U.S. News and World Report ranked the flexitarian diet as the third-best of 2019. It's easy to follow as it is based on five food groups. The first is called new meat and consists of protein from non-meat sources such as eggs, nuts, and beans. The other groups are whole grains, dairy, fruits and vegetables, and sugar and spice. The diet is not strict in these categories and some flexitarians forgo dairy and eggs, while others do eat meat once or twice a week.

Starting Out

For beginners who have never tried a meatless diet, the recommendation is to start with two meatless days per week. On the other five days, the total meat consumption should be 26 ounces or less. Following this diet for several months prepares you for the more advanced plan.

The Advanced Plan

Upon reaching the advanced level, the dieter now consumes meat only 3-4 times per week with a total of no more than 18 ounces. Protein is obtained through plant or egg sources. After several months at the advanced level, you are ready for the expert level. This highest tier only allows meat two days per week and a total of nine ounces or less. The two days that include meat may be consecutive or non-consecutive at the preference of the dieter.
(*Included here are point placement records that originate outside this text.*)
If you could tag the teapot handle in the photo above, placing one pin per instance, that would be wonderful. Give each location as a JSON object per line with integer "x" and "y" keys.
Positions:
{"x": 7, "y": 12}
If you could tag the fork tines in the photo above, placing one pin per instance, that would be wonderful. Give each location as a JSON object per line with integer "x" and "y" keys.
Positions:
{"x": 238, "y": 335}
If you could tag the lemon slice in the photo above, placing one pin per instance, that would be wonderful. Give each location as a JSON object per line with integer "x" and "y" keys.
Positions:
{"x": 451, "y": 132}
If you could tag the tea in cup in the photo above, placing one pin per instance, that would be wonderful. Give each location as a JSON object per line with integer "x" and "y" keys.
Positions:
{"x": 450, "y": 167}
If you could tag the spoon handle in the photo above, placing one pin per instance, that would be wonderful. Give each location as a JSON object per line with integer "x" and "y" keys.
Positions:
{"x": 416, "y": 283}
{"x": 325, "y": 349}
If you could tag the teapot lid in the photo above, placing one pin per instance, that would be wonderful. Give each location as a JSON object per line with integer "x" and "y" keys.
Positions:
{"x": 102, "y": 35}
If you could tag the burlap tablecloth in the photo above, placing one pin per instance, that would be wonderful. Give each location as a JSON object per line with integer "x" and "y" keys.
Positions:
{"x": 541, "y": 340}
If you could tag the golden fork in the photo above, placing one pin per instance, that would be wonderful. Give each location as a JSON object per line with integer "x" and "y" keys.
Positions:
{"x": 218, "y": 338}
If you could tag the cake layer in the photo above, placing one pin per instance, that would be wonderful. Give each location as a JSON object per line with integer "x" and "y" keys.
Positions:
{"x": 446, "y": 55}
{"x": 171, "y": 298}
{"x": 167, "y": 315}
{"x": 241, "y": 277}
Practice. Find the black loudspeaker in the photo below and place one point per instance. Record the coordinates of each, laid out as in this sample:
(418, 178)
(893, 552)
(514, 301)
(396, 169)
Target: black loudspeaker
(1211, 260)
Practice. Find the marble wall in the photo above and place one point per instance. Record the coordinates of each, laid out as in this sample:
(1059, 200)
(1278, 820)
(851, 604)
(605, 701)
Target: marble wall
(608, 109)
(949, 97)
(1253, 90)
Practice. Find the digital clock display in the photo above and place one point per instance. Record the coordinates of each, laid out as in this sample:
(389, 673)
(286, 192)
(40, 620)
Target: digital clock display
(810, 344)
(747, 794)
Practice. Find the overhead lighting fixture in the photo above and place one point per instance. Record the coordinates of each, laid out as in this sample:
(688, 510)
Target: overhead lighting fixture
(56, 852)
Plant-based diets may reduce the risk of heart disease according to the American Heart Association. Less meat consumption can lead to lower blood pressure and cholesterol, both of which improve heart health. A review published in The Journal of Geriatric Cardiology stated that plant-based diets may help prevent heart failure. There is also research that shows flexitarians may live on average 3.6 years longer than those who consume meat regularly.

The world is filled with diets of all kinds. Most are unproven, but the flexitarian diet does have research to support it. It may be worth a try to improve your health and lengthen your lifespan.